Reforma tributária deve redefinir estratégias de negócios
Por Redação
06/12/2025 às 08:02:10 | | views 4202
Simplificação fiscal promete reduzir distorções, alterar custos operacionais e influenciar decisões de investimento das empresas
A reforma tributária, aprovada em 2023 e atualmente em fase de regulamentação, deve provocar uma reconfiguração profunda no ambiente empresarial brasileiro. Ao unificar tributos sobre consumo e estabelecer regras mais homogêneas entre setores, a mudança tende a modificar a forma como empresas calculam custos, estruturam operações e definem planos de expansão.
Estudos da OCDE apontam que a complexidade do sistema tributário brasileiro figura entre os principais entraves à produtividade. Para a entidade, a multiplicidade de regras, regimes distintos e a cumulatividade criam distorções que encarecem investimentos e reduzem a eficiência da cadeia produtiva. A reforma visa justamente mitigar esses gargalos.
A Emenda Constitucional 132 institui a Contribuição sobre Bens e Serviços (CBS) e o Imposto sobre Bens e Serviços (IBS), que substituirão IPI, PIS, Cofins, ICMS e ISS. O modelo prevê créditos amplos, cobrança no destino e uniformização de normas entre estados e municípios. Nota técnica da Receita Federal publicada em 2024 afirma que um sistema não cumulativo tende a reduzir disputas judiciais e melhorar a alocação de investimentos ao eliminar efeitos em cascata que distorcem preços.
Para Fernanda Spanner, CEO da Spanner Consulting Group e especialista em planejamento tributário, o impacto será estrutural. “O empresário precisará revisar margens, contratos e composição de custos. A lógica de créditos muda completamente, e setores que se organizam para evitar acúmulo tributário terão novos incentivos. Não se trata apenas de trocar códigos fiscais, mas de reorganizar a estratégia”, afirma. Ela observa que empresas com presença nacional devem, desde já, simular cenários de tributação no destino e possíveis redistribuições de carga.
A transição, segundo o Tesouro Nacional, ocorrerá até 2033, período em que antigos e novos tributos coexistirão. Isso exigirá sistemas capazes de operar simultaneamente dois modelos — um dos pontos mais sensíveis da adaptação. A Confederação Nacional do Comércio destaca que setores intensivos em serviços devem acompanhar de perto a definição das alíquotas de referência, que ainda dependem de regulamentação.
Os efeitos também devem alcançar decisões de investimento. Relatório do IBGE sobre produtividade mostra que cadeias longas, comuns na indústria nacional, tendem a ganhar eficiência com o fim da cumulatividade, abrindo espaço para reorganizações logísticas, revisão de centros de distribuição e reposicionamento de operações regionais. “Modelos que se apoiavam em benefícios locais serão reavaliados.
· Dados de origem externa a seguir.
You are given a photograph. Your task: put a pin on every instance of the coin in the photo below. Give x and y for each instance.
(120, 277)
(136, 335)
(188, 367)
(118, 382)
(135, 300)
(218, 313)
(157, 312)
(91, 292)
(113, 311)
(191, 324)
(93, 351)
Com a cobrança no destino, fatores como mão de obra, infraestrutura e proximidade de mercados ganham relevância na escolha de onde instalar unidades produtivas”, explica Fernanda.
Empresas que atuam no comércio exterior também deverão monitorar a interação das novas regras com regimes especiais e acordos internacionais. A regulamentação definirá tratamentos diferenciados por setor e critérios de compensação de créditos, pontos que podem influenciar decisões estratégicas.
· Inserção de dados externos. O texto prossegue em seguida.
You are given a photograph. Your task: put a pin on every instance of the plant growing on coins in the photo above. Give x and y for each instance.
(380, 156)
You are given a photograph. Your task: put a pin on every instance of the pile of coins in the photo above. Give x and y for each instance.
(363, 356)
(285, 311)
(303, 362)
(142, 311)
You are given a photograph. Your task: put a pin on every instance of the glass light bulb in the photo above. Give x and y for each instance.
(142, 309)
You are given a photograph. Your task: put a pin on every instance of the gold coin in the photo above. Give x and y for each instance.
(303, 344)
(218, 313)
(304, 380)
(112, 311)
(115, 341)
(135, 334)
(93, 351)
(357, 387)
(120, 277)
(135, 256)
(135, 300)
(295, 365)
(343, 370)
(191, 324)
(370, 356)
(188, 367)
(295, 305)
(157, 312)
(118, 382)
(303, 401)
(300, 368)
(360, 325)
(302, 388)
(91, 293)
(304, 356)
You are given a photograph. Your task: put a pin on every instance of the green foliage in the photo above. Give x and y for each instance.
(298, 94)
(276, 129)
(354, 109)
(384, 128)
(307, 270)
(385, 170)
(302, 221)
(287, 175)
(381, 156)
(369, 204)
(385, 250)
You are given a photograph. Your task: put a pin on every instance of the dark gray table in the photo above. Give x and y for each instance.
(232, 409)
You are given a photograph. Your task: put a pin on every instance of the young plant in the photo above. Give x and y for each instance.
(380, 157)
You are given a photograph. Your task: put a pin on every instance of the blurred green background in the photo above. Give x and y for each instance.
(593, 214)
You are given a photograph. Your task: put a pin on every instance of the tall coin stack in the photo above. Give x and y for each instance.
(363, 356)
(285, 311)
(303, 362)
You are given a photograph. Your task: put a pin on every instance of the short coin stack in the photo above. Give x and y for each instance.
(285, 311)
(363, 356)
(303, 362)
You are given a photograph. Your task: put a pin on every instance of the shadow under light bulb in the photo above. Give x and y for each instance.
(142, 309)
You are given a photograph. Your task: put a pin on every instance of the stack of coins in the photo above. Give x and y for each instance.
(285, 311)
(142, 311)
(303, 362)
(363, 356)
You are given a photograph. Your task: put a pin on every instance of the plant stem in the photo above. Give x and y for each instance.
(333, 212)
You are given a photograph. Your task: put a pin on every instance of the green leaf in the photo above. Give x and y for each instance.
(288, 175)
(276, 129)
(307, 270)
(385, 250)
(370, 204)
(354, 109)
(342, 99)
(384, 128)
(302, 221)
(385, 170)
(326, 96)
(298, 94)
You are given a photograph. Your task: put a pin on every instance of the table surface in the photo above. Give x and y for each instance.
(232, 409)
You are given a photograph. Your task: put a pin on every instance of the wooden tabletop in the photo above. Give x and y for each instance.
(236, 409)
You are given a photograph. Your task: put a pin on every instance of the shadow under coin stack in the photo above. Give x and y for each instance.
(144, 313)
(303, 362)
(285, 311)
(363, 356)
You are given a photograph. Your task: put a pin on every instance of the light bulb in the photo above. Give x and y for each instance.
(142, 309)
Para especialistas, a reforma representa uma oportunidade para reduzir insegurança jurídica e aproximar o país de modelos tributários adotados por economias desenvolvidas. Mas o resultado, segundo Spanner, dependerá da preparação empresarial. “A simplificação só trará benefícios a quem se organizar desde agora. É essencial mapear impactos, adaptar sistemas de gestão e revisar processos internos. A transição exige planejamento estratégico, não reação de última hora”, afirma.
A expectativa é que o novo sistema traga mais previsibilidade e menor volatilidade tributária, criando um ambiente de negócios mais favorável. Para empresas de todos os portes, o desafio está em entender como as novas regras influenciarão custos, competitividade e oportunidades de expansão. “A reforma representa uma reorganização estrutural. Quem interpretar o cenário com antecedência terá vantagem competitiva quando as novas etapas forem implementadas”, conclui.